Hubo una época anterior a las laptops e impresoras y procesadores de texto. Una época en que había que escribir con buen pulso y disfrutar del recio y rimbombante push de las teclas qwerty, en que las marcas famosas no simbolizaban manzanas ni ventanas sino apellidos como Remington, Olympia y Olivetti.
Era la época de los rodillos y timbres y palancas y armazones. La época en que los escritores del siglo XX se sentaban al escritorio con un vaso de whisky y escribían y se equivocaban y volvían a escribir y se volvían a equivocar. Era la época en que escoger una máquina de escribir era un acontecimiento único y memorable. Sabías que podía acompañarte por 20 ó 30 ó 40 años. Escoger una máquina de escribir podía ser mucho más especial incluso que pedirle matrimonio a una mujer. Era una apuesta segura: no habría traición, permanecería a tu lado en las buenas y en las malas, moriría (si moría) luchando en la batalla contra la página en blanco.
Ya no quedan muchos escritores de la vieja guardia. De aquellos que persisten en el casi extinto ritual de colocar un papel y mover un rodillo. Son pocos. Ya no son legión. Hay un Nobel: Gunter Grass. Hay un norteamericano: Cormac McCarthy. Hay un español: Javier Marías. Ningún peruano. Vargas Llosa y Bryce Echenique hace tiempo que cambiaron sus viejas y clásicas Times-Corona por computadoras.

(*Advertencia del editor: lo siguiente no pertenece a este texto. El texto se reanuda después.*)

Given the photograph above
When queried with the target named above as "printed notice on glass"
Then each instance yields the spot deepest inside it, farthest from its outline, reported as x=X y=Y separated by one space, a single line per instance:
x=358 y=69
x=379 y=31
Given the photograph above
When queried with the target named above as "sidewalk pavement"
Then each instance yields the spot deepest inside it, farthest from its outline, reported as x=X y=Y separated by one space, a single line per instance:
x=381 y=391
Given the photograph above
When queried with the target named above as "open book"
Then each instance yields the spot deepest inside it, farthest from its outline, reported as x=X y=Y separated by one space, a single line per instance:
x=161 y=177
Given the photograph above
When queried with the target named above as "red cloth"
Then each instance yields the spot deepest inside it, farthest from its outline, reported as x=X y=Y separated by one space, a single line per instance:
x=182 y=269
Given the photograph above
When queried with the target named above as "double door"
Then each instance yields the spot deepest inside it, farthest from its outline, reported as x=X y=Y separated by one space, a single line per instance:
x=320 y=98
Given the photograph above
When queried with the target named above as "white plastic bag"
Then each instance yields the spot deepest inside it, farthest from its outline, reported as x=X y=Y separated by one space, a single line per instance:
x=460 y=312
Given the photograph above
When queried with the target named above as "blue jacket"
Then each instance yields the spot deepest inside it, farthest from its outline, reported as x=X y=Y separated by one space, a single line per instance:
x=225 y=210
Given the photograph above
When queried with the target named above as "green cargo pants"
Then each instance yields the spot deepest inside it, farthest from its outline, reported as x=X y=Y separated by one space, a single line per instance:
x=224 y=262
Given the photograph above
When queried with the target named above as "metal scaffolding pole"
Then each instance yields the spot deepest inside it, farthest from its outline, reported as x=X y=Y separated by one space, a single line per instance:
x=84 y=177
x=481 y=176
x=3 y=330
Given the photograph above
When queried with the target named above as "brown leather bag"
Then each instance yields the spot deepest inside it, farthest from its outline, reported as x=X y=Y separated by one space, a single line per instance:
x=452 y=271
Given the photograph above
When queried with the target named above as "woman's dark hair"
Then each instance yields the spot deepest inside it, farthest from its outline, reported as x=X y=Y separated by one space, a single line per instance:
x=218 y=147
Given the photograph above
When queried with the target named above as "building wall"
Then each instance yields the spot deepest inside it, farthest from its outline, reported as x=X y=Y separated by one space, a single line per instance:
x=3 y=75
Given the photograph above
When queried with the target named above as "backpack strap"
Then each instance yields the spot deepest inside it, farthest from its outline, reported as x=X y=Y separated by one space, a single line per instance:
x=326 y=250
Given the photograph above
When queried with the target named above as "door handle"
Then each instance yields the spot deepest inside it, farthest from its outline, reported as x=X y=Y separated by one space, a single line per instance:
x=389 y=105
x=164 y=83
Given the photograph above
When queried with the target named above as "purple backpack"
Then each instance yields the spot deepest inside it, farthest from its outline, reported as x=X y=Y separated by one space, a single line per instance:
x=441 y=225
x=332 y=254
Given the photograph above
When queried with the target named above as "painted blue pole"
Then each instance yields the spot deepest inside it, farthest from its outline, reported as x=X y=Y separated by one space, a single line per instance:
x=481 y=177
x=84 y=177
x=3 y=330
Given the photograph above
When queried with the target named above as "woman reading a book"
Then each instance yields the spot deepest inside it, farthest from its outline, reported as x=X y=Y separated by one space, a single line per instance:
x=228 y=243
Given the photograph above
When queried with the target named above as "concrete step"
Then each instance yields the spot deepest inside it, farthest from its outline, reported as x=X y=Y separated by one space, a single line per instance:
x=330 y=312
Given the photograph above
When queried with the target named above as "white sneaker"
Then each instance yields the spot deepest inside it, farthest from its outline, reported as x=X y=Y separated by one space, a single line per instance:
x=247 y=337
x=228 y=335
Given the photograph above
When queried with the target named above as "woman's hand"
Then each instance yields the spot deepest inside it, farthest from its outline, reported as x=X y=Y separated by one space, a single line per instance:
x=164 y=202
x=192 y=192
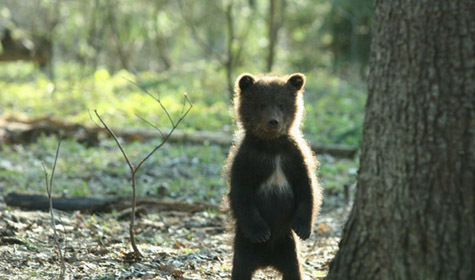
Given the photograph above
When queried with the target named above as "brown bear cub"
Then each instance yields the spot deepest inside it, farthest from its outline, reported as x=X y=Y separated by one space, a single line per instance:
x=274 y=193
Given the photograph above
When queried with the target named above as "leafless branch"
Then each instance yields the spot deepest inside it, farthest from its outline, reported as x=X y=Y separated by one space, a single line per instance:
x=49 y=189
x=156 y=99
x=131 y=166
x=134 y=169
x=151 y=124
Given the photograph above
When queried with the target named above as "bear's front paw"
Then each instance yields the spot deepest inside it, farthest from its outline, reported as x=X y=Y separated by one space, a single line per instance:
x=302 y=229
x=257 y=232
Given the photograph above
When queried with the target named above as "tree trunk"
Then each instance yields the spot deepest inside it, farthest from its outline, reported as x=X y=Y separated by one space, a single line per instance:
x=413 y=216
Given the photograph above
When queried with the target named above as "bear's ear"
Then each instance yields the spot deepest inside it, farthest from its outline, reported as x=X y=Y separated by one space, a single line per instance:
x=297 y=80
x=244 y=81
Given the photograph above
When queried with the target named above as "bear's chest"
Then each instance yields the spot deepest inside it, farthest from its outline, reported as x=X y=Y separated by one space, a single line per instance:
x=276 y=184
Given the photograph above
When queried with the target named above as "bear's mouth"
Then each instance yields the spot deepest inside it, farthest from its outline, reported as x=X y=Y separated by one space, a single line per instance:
x=271 y=132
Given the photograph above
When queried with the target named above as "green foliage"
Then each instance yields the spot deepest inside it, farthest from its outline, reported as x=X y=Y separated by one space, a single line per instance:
x=334 y=107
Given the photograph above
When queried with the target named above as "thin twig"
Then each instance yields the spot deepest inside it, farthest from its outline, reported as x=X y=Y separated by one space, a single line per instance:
x=156 y=99
x=131 y=166
x=164 y=140
x=151 y=124
x=49 y=189
x=92 y=119
x=133 y=169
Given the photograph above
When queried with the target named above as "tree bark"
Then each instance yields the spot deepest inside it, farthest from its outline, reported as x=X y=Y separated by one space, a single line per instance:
x=413 y=216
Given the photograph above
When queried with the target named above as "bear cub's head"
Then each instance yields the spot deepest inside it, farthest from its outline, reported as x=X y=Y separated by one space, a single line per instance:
x=269 y=106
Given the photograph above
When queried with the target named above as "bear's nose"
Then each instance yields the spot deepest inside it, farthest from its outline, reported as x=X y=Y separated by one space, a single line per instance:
x=273 y=123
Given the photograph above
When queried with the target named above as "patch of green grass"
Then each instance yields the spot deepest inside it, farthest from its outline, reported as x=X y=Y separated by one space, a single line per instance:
x=182 y=171
x=334 y=107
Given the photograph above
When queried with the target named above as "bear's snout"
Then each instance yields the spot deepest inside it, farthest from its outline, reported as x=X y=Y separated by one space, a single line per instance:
x=273 y=123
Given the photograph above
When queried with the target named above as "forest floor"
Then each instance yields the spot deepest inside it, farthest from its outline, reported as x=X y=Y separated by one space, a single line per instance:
x=175 y=245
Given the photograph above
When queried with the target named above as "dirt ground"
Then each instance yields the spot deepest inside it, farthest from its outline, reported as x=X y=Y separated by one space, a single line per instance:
x=175 y=245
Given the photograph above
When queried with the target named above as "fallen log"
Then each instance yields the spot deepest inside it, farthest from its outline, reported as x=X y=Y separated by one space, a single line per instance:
x=15 y=129
x=33 y=201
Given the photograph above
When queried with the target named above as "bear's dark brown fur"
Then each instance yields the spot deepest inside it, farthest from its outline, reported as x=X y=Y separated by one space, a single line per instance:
x=273 y=191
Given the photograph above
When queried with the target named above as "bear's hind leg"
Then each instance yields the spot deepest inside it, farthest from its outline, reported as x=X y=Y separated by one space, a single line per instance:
x=287 y=260
x=244 y=260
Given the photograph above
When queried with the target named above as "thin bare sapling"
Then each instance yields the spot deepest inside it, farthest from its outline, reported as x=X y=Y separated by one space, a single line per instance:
x=49 y=190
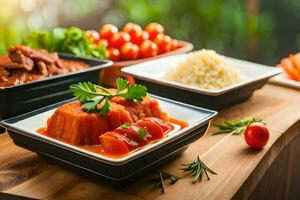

¿A dónde se han ido sus máquinas de escribir entonces? ¿A dónde se han ido todas las máquinas de escribir? A los museos y las salas de exposición, al olor a papel viejo y desinfectante, a los espacios donde viven los souvenirs de un tiempo lejano y simbólico. Algunas se van a subastas y luego a las manos de algún coleccionista. Algunas están olvidadas en algún puesto de cachinas o en el almacén de una vieja casa de mitad del siglo XX.
Pero hay una verdad: los escritores de la vieja guardia – los leales y los tránsfugas- no soportan la muerte de un viejo amor. Hay dolor en el deceso de una máquina de escribir. Hay dolor en saber que pertenece al mundo de los objetos perdidos. El 2011 Cormac McCarthy debió despedirse de su vieja Olivetti verde que lo acompañó durante 40 años. No la guardó. La subastó a $ 20 mil dólares y se consiguió una nueva al simbólico precio de $ 11. Prefirió reemplazar el dolor de esa presencia inanimada y llena de historia por el placer de la ausencia y la memoria.
Hay escritores que tienen mayor suerte y mueren en brazos de su vieja máquina de escribir. Así le ocurrió a Julio Ramón Ribeyro, quien nunca vio morir a Olympia porque Olympia se mantuvo firme hasta el día en que él se despidió de este mundo. Hoy Olympia suele ser exhibida año tras año en alguna exposición limeña y encerrada en una pieza de vidrio y a la vista de los voyeurs que disfrutan de su soledad.
Y allí están esas viejas máquinas de escribir, olvidadas por sus dueños y exhibidas como trofeos de guerra. Allí están exhalando el vapor de los témpanos y el reflejo de la muerte aún inextinguible. Son el reflejo de una época cuyo esplendor se ha convertido en el intermitente brillo de una estrella lejana.
Para ellas, mi más sentida compasión.